In 1991, animal-rights campaigner Alan Cooper was accused in Newcastle of “outraging public decency” with local aquatic celebrity Freddie The Dolphin by masturbating the dolphin’s penis with his armpit.
“In court,” explained John, “one of the Defence Counsel’s angles was that a dolphin’s penis is a means of communication.”
“I heard it’s not uncommon,” I said. “All round Britain, dolphins are swimming up to people and sticking their penises in the swimmers’ armpits to have a wank. People are too embarrassed to complain or even mention it and you can hardly prosecute a dolphin for sexual harassment. I think that the…”
“Anyway,” said John, “it was a great line and I felt had to have it in the play. A dolphin’s penis is a means of communication. A great line. Although, in my play, it’s a porpoise. I think they may be different.”
“Everyone needs a purpose,” I said.
“I think I have to be going,” said John, looking at his watch.
(When in doubt, make up dialogue, but keep it close to what was actually said and try to add in a dash of self-deprecating humour, if possible. Unless you are trying to impress people in the US.)
Glamour? Glitz? Showbiz sparkle?
I live it every day, luv.
While we were walking through Soho, Shelley Cooper said to me: “That was Suggs.”
“On that corner, back there. That was Suggs of Madness talking to Boy George’s ex-boyfriend.”
“Did he recognise me?”
“It’s unlikely,” Shelley said.
“I suppose so,” I agreed.
By the way, the dolphin man was found innocent after several expert witnesses were called.
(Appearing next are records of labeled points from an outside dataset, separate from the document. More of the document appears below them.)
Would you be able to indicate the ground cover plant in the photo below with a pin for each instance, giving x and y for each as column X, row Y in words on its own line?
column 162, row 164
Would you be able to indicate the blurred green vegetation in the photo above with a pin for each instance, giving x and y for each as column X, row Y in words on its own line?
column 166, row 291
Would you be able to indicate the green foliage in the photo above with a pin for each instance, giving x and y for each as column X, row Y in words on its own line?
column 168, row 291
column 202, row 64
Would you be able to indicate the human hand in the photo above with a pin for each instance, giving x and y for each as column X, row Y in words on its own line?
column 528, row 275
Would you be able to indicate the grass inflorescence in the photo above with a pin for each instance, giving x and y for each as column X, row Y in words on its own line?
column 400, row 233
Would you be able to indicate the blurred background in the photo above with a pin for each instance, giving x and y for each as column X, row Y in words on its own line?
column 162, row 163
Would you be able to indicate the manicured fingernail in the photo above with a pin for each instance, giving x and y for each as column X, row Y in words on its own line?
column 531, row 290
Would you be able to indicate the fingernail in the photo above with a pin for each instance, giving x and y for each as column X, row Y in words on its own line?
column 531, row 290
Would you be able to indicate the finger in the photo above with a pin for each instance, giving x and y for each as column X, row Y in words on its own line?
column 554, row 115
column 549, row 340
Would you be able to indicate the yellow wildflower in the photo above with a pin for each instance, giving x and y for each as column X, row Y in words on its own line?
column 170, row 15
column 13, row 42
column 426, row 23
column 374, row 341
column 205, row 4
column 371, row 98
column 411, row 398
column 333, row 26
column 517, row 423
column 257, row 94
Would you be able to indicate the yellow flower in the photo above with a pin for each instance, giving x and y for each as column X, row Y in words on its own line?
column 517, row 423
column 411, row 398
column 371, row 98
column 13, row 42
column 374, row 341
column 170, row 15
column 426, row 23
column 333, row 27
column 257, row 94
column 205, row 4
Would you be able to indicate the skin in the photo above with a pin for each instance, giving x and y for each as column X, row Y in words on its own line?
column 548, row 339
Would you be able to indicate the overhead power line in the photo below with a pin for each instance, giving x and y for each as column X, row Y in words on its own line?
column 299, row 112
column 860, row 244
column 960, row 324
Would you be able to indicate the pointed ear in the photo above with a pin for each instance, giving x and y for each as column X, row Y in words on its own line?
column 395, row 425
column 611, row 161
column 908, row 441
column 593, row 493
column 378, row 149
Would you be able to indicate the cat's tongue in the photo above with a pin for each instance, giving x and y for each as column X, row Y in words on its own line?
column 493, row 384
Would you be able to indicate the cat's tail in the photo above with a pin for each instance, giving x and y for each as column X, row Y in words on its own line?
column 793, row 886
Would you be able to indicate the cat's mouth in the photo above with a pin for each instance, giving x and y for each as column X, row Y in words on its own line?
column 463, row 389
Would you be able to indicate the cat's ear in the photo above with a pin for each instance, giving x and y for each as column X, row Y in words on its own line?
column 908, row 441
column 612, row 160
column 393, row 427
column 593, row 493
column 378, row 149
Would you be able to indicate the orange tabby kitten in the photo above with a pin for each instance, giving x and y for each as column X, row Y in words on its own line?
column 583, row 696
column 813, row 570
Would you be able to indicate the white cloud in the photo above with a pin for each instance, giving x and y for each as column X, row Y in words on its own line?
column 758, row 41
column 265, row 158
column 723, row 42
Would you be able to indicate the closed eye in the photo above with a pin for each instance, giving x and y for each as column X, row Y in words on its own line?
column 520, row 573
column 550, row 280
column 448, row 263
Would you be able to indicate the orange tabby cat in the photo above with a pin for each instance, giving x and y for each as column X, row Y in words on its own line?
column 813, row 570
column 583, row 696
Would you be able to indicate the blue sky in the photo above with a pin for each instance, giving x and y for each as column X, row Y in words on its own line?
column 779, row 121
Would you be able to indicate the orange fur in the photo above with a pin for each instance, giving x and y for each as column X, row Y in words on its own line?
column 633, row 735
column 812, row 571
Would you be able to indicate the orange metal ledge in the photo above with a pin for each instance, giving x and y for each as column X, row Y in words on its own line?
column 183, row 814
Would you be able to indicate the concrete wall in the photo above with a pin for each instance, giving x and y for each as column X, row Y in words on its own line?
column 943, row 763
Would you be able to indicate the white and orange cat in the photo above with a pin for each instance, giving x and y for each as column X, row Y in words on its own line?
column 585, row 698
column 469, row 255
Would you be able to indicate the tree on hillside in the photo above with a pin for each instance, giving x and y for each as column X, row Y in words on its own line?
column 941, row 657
Last night, I was watching TV news footage of the riots in London.
NO CUTS! NO CUTS! NO CUTS! the placards read.
And one placard read GET OUT OF LIBYA!
In 1984 – yup, that reads 1984 – I came back from a trip to the pre-Gorbachev Soviet Union. At that time, I was working at Granada TV in Manchester and mentioned to someone there that I had taken a train to the end of a Moscow metro line, where the stations were dull, drab, grey concrete shells totally unlike the ornate architecturally splendid stations in central Moscow. I had wandered around a normal, non-tourist suburb and the supermarkets had almost empty shelves.
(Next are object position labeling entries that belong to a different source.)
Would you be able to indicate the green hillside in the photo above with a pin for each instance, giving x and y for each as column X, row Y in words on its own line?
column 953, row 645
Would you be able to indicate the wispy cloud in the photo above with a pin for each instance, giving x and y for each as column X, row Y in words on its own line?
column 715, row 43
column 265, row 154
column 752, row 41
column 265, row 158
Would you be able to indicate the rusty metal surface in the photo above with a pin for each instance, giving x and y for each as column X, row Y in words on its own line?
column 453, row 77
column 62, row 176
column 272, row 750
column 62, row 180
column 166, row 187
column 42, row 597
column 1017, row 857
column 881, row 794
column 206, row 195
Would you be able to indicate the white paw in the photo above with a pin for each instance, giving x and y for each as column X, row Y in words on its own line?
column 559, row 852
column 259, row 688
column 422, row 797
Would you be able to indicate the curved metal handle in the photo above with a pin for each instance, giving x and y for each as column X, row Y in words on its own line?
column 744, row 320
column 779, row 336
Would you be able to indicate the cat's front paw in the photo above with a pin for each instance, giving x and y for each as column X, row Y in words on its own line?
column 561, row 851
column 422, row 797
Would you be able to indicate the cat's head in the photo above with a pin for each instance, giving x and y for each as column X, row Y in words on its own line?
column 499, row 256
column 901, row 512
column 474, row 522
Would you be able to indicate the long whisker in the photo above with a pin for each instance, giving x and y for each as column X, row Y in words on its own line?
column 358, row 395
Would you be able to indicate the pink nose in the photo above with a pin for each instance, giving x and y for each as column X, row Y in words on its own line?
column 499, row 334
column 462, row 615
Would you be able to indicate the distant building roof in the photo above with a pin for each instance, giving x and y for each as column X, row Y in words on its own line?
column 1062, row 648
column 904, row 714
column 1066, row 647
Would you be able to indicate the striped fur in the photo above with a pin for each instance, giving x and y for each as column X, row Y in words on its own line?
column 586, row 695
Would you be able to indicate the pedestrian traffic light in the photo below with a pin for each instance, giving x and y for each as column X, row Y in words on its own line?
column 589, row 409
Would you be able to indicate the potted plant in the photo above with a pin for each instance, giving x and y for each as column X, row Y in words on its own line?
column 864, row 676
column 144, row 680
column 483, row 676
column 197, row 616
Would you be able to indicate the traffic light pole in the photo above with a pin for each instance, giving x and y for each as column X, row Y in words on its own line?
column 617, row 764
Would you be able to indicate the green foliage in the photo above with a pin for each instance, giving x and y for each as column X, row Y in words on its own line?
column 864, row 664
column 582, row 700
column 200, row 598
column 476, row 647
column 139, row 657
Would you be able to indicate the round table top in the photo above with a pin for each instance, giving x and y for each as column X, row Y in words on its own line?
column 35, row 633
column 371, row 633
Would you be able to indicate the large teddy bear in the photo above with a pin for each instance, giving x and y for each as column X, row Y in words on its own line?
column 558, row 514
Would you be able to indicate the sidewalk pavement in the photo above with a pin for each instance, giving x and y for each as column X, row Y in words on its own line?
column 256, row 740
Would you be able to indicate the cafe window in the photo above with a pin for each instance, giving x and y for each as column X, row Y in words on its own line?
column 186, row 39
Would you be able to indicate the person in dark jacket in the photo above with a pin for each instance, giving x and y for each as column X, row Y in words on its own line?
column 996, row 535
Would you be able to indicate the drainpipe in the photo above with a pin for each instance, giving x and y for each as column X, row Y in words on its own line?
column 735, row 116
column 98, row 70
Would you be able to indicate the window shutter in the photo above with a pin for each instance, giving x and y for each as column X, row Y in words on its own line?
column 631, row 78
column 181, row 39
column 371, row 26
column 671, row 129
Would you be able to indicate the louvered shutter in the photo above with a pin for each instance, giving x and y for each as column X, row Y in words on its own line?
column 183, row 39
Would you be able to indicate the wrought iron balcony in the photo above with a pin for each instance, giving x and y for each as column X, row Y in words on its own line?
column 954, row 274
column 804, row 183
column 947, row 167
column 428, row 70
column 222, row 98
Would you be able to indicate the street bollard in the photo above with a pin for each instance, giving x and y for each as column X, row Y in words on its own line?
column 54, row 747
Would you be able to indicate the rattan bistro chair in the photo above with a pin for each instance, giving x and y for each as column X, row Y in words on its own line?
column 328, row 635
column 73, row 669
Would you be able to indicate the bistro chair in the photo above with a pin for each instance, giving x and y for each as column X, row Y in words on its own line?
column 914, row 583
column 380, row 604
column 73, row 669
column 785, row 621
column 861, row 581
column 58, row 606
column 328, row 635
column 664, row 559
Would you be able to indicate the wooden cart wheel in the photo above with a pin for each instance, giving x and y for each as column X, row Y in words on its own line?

“Oh, you’ve been reading too much propaganda,” she told me. “The supermarkets don’t have empty shelves in Moscow.”
She had never been to the Soviet Union.
I thought, Hold on…
A couple of days before, I had myself taken a train to the end of a Moscow metro line, wandered around a normal, non-tourist suburb and seen the supermarkets had almost empty shelves.
“Oh, you’ve been reading too much propaganda,” she told me.
But she had. Sometimes people believe in a fantasy.